What else is there to do on board a starship? You read, listen to music, watch movies, tinker. You learn. And everything you learn gets stored in your brain, which in our case was an ever-more-densely packed one-teralink synaptic neural net. Memories that were similar to one another were starting to blend together, just like in an old person’s brain. And it wasn’t restricted to memories, either. The information that made up all three of us, from our hat size to our habits, was being stored in the same device. I had inherited Tilbey’s awkwardness, and who knew what else?

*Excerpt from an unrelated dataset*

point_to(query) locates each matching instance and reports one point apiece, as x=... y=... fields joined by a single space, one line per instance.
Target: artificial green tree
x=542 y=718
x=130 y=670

“Can’t we just hook up another web and keep going?” I asked Tilbey. We had gathered in the belly of the ship, the safest, most heavily shielded area, the best place to store the gadget that kept us going. As I looked at the desk-sized mass eliminator with its holographic control panels sticking out so we wouldn’t have to touch anything we could short out, I realized that the image in my mind was being stored inside that very cabinet, adding yet another degree of complexity to the information web. I closed my eyes, felt ridiculous, and opened them again. If we were that close to the edge, we were doomed anyway.

“It’s not that simple,” Tilbey said. “I can’t just splice on memory any more than you could just splice an extra head onto a live body and expect it to work. It’s got to be integrated into the design.”

Liam snorted. “Well, you’d better start redesigning this piece of junk, then. We can’t go on cramming more memories together. I mean, I might start remembering things from your life, and I don’t think I could handle that.” He was putting up his usual sarcastic front, but I could hear the fear in his voice. Brain cancer! Dementia! And maybe he was afraid of what we might remember about his past. He’d been in a rock band around the millennium, after all; he must have done a lot of things back then he’d just as soon people not know about now.

“You want me to tinker with it?” Tilbey asked incredulously. After the first few near-disasters involving Tilbey and essential ship’s systems, Liam had forbidden him to touch anything vital.